You can think of it with water analogies. You have a pump (battery), tubes (wire), stopcock valves (to simulate opening the circuit), and a rubber membrane that flexes when water on one side of the membrane is at a higher pressure than the other side (capacitor).

To begin the valves are open and the pump creates pressure (voltage) on one side of the closed loop. That pressure difference causes the rubber membrane to flex. Close both valves and then remove the pump from the loop. Once the valves close, the pressure on each side of the membrane remains the same whether or not the pump is attached. The rubber membrane will therefore be in a flexed state. The energy storage of a capacitor is equivalent to the energy stored by the rubber in a stretched state. If one were to open both valves after this, it would spurt out a bit of water at pressure until the rubber membrane relaxes.

Simplistic diagram:
pump ---> valve ---> rubber membrane
^<--------- valve <--------

Specifically to the electrons in a capacitor issue, you have to remember that electrons are everywhere already. When the battery is connected, the entire wire from negative terminal to the negative plate of the capacitor is now at a single potential.
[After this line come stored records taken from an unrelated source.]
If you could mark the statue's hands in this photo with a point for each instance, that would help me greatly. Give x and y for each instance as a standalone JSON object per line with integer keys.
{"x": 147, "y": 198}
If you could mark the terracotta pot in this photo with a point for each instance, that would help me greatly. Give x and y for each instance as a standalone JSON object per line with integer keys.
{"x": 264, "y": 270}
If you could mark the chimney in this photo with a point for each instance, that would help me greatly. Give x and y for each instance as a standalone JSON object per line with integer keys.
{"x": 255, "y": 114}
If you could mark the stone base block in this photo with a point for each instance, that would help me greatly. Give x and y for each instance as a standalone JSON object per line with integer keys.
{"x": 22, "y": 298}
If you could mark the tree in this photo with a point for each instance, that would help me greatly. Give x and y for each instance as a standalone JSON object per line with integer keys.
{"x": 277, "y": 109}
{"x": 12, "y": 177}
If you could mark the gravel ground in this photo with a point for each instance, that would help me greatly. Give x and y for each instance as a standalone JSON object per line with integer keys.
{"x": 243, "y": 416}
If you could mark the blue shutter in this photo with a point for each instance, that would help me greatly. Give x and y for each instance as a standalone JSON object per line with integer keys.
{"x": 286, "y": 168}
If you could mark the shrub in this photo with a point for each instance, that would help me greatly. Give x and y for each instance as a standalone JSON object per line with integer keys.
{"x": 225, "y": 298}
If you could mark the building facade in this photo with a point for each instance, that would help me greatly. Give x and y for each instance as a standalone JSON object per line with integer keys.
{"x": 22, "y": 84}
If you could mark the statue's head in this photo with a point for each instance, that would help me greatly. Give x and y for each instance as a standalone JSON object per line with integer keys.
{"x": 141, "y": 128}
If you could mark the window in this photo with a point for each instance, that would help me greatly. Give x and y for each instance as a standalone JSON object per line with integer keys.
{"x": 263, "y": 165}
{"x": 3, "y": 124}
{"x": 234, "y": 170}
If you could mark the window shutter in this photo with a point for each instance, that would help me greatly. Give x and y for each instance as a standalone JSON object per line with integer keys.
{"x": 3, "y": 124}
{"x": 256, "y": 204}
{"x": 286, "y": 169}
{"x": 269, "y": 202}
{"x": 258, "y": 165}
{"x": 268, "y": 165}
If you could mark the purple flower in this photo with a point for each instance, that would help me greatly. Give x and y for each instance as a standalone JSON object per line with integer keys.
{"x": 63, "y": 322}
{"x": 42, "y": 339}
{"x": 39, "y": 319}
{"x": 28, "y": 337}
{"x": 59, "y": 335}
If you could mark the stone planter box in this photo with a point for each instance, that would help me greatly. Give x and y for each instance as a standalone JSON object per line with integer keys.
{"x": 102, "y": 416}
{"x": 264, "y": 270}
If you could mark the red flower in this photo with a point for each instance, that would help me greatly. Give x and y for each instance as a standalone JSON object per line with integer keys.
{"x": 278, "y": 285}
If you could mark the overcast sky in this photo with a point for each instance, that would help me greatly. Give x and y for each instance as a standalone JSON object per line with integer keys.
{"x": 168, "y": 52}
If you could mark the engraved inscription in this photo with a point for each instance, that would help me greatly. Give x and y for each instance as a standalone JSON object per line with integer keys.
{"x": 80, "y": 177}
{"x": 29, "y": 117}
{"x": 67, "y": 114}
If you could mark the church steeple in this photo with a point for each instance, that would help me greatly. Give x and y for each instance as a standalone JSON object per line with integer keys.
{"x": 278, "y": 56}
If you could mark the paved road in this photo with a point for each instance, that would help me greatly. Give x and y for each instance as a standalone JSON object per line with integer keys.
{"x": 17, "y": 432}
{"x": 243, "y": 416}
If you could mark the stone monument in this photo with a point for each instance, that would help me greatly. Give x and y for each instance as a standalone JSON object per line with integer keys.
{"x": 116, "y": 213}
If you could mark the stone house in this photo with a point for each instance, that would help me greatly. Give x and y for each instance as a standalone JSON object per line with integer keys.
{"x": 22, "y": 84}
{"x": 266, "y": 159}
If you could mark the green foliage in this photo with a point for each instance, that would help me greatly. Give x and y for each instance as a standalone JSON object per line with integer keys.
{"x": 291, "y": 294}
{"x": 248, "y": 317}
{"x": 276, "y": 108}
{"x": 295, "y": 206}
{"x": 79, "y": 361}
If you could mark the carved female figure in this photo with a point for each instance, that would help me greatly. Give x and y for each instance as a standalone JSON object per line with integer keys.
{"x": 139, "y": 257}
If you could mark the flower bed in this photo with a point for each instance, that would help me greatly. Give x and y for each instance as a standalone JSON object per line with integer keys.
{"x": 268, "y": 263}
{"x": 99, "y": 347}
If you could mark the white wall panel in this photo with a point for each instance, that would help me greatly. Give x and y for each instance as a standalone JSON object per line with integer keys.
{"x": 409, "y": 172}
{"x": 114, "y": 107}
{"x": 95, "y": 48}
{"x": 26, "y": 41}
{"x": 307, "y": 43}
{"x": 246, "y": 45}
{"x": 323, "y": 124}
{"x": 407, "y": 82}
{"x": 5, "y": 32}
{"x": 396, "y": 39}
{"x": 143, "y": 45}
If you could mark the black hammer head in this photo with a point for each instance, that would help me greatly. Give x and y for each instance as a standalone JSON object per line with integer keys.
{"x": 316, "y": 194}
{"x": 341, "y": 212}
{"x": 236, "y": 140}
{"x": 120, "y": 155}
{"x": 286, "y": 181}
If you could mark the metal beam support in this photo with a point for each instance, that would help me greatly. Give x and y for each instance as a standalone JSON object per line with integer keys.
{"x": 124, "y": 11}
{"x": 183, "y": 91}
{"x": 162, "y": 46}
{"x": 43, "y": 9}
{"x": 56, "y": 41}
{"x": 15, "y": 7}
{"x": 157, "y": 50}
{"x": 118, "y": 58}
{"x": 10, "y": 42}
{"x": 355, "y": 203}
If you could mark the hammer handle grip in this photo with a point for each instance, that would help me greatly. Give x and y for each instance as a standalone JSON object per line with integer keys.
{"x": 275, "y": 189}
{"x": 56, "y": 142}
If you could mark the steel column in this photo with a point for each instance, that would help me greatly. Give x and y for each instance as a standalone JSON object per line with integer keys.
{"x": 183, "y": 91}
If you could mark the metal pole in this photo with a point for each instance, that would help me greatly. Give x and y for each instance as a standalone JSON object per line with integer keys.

That means all of those electrons are at the same "pressure". If you open the circuit, the extra electrons at the negative plate have the same pressure/voltage as the electrons in the wire that you just disconnected from the negative terminal of the battery. Since all of those electrons are at the same voltage, they balance each other out and have no desire to move away from the capacitor plate because then they'd be squeezed together even more in the wire.

The reason the water analogy works is because an open circuit isn't a tube without water waiting to be filled. It's a tube already full of water that has a stopcock on it preventing water from moving in either direction.